Shares, down on the initial disclosure of results, ended the day up 0.3 percent at $63.96.
VF has said throughout 2014 that it expected to see second-half improvement in its jeanswear business, revenues for which declined 2.5 percent to $1.3 billion in the first six months of the year. Jeanswear revenues were up 0.4 percent to $750.4 million, and ahead 2 percent at constant currency, in the third quarter, although segment profit dropped 0.8 percent. While Wrangler revenues, derived principally from men and in the mass channel, rose 3 percent, the Lee brand, more reliant on females and midtier stores, saw revenues contract 1 percent, with a “low-double-digit decline in the Americas region partially offset by 30 percent growth in Asia Pacific and a low-single-digit increase in European sales,” the company said.
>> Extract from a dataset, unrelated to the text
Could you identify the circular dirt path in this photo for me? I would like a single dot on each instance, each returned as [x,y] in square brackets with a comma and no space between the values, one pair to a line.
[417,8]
“The Lee business is anchored in the midtier channel and its three biggest customers are Kohl’s, J.C. Penney and Sears, all of which have their challenges,” Wiseman said. “We’ve been combatting that with innovative new products, like the Modern Series [for men] and the Curvy Fit series [for women] launched earlier this year and the Heavenly Touch line just coming out now. The business isn’t promotional where we have new, innovative products — and these are selling at full price.”
Wiseman noted that VF does about 11 percent of its volume through the mass channel and 4.5 percent each in department stores and midtier retailers. “The rest is elsewhere,” he said. Direct-to-consumer sales rose to 22 percent of total revenues in the quarter, from 19 percent a year ago, while international sales, helped by 19 percent growth in China, accounted for 41 percent of revenues, up 1 point from a year ago.
VF continues to expect fourth-quarter year-on-year comparisons in jeanswear to be the best of the year. It lifted full-year EPS estimates 2 cents to $3.08 a share, 2 cents higher than earlier projected despite an expected 2-cent negative impact from foreign exchange.
Year-to-date net income rose 9.8 percent, to $925.4 million or $2.10, while revenues were up 7 percent to $8.61 billion.